Bab 8 Pindah

5.5K 141 7
                                    

Suara adzan subuh menggema, membangunkan seorang gadis yang baru beberapa jam lalu telah berstatus sebagai seorang istri dari lelaki cuek nan dingin.

Lelaki itu sudah siap dengan baju koko, sarung serta peci yang melekat pada tubuhnya, memberikan kesan wibawa, lembut dan sholeh.

Beberapa kali Griya mengerjapkan mata, karena sedang berhalangan, jadilah Griya hanya menatap pemandangan asing yang baru pertama kali ia lihat dan itu akan menjadi kebiasaan setiap hari sampai ia tua nanti.

Kamar dengan pencahayaan redup itu membuat Dion tidak menyadari jika Griya tengah terjaga dan menatapnya dengan senyum tipis menghiasi wajah cantiknya yang berbalutkan jilbab instan.
Memang sejak semalam Griya sama sekali enggan melepas jilbabnya meski Dion sudah sah menjadi suaminya.
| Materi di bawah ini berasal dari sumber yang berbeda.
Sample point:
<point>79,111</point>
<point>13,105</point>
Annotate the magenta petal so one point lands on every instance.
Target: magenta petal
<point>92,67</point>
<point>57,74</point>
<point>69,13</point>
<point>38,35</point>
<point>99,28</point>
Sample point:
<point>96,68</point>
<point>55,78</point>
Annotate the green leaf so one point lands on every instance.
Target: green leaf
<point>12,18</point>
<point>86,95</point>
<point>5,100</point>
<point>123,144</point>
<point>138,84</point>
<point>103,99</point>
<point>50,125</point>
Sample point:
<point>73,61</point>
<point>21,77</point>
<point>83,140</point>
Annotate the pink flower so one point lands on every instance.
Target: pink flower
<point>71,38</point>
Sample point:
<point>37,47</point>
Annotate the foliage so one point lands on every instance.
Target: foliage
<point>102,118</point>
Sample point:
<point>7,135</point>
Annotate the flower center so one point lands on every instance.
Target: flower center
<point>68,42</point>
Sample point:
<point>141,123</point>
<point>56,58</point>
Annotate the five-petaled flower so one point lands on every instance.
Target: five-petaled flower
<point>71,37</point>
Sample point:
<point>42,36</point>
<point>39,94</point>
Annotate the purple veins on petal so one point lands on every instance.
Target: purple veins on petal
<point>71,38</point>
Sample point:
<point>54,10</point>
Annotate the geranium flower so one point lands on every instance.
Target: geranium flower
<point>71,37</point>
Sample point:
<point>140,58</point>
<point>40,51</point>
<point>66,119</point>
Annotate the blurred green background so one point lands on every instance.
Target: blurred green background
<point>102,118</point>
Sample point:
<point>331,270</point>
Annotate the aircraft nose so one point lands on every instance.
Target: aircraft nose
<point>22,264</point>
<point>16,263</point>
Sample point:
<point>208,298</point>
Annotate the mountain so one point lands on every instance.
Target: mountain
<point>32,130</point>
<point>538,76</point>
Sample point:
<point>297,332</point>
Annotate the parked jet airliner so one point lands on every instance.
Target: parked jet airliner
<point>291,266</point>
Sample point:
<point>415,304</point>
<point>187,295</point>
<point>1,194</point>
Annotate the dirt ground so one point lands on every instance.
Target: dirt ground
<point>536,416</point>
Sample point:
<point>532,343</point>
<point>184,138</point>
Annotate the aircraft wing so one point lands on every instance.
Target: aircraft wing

Pelan, Dion beranjak meninggalkan kamar dan bergegas ke masjid untuk melaksanakan sholat subuh.

Dari balkon kamarnya Griya dapat melihat suaminya sudah meninggalkan rumah, Griya pun bergegas turun ke dapur.

Di dapur terlihat 2 orang wanita paruh baya yang sedang bersiap memasak.

“Mah, Umi?” panggil Griya setelah sampai di dapur.

“Loh, Griya kok kamu sudah bangun, nak?” tanya Umi lembut padanya.
“Udah, Mi. Griya bantu masak ya Mi, Mah.” Ucap Griya samnbil duduk di meja makan dan mulai memotong sayuran yang ada di meja makan. 

Matahari sudah mulai memperlihatkan sinarnya, Griya sedang menyirami bunga-bunga dihalaman depan rumahnya.
Suara gerbang terbuka dan muncul 2 orang lelaki yang amat Griya sayangi bersama seorang lelaki yang Griya masih merasa asing namun pria itu adalah suaminya.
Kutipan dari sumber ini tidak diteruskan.